Correr não é a única forma de desenvolver a capacidade de armazenamento cinética da fáscia. "As pessoas que praticam exercícios pliométricos [exercícios de salto] treinam os seus músculos para contraírem menos, ao mesmo tempo que armazenam energia de forma mais eficiente", diz Schleip. Isto acontece porque, quando saltamos, a fáscia alonga-se e encurta-se rapidamente, criando o crimp. Estudos sugerem que após três meses de treino pliométrico regular (que os peritos normalmente concordam que deve ser feito a cada 48 horas, no máximo), os tendões demonstram mais recuo e crimp. Mesmo algumas séries de 10 segundos de saltos de pogo algumas vezes por semana podem beneficiar o tecido.

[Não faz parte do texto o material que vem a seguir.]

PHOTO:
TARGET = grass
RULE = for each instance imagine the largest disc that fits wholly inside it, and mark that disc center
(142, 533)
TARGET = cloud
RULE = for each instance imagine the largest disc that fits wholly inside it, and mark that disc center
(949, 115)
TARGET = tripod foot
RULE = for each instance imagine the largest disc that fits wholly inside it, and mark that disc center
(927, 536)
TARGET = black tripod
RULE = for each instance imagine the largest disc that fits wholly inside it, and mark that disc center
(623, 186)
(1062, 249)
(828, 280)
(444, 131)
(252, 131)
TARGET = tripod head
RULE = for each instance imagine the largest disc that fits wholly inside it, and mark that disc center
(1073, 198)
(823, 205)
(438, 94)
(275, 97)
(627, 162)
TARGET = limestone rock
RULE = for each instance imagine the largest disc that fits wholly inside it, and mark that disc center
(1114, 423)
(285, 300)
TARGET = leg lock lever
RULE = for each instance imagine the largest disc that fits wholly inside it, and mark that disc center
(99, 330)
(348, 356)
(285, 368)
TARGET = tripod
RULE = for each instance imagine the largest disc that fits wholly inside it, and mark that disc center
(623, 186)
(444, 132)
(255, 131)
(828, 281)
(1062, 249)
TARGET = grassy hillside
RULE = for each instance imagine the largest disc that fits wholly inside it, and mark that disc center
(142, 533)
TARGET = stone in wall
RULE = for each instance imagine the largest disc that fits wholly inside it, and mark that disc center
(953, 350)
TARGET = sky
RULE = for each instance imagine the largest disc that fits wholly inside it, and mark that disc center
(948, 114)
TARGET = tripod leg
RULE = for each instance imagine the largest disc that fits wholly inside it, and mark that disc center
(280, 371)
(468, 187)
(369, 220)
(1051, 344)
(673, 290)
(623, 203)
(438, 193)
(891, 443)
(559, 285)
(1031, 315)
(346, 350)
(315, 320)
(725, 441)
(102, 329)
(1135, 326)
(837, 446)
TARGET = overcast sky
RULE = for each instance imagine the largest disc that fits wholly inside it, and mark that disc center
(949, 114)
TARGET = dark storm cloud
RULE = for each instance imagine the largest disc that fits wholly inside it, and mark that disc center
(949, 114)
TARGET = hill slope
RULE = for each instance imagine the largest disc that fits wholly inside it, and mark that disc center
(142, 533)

Seguem-se três outras formas de melhorar o crimp e manter a fáscia saudável.

  1. Alongamentos
    As cadeias miofasciais são linhas de tecido conjuntivo que percorrem o corpo. A investigação de Schleip demonstrou que poses que utilizam as cadeias mais longas possíveis podem ajudar a fáscia a tornar-se mais elástica. Estas incluem inclinações laterais em pé com os braços acima da cabeça, um lunge longo com rotação do tronco ou algo que nos faça sentir um alongamento dos ombros até às pernas.
  2. Hidratação
    A fáscia é constituída por proteínas e açúcares que ligam a água como uma esponja. Quanto mais desidratada estiver a fáscia, menos dinâmica é, refere Pratt. Quanto mais desidratada e estática for, mais rígidos e densos se tornam os seus componentes, restringindo os músculos subjacentes. "Se a fáscia não estiver em harmonia com os músculos, qual será a quantidade de movimento e força que vamos realmente conseguir realizar?" pergunta Pratt. "Numa batalha entre o músculo e a fáscia cronicamente rígida, a fáscia vai ganhar sempre." Manter a hidratação, especialmente depois de um treino, pode ajudar a garantir que a fáscia não inibe o desempenho.
  3. Rolamentos
    Exercícios com o rolo de espuma também ajudam a transportar água para regiões com colagénio mais rígido, um tipo de fibra na fáscia, e a soltar a fáscia, afirma Pratt. A aplicação de pressão através do peso corporal no rolo ajuda a libertar componentes fasciais pegajosos e a lavá-los com água. O uso do rolo de espuma em diferentes partes do corpo durante 90 a 120 segundos pode reduzir a rigidez muscular e aumentar a amplitude de movimentos, de acordo com uma análise de vários estudos. Ajuda a fáscia a regressar à homeostase em vez de se amontoar depois de um treino exigente.

    Contudo, não é um tratamento pontual. "Se tivermos dores nas bandas iliotibiais [o longo pedaço de tecido conjuntivo que percorre a parte externa de perna desde a anca até ao joelho], precisaríamos de utilizar o rolo nos quadris, nos isquiotibiais e nas bandas iliotibiais para aliviar a dor", afirma Pratt. Quando a fáscia se torna rígida, pode causar limitações e dor, mas a zona onde essa dor se manifesta não é necessariamente onde está o problema. O rolo de espuma deve ser um plano de tratamento holístico, diz, porque a fáscia está toda ligada.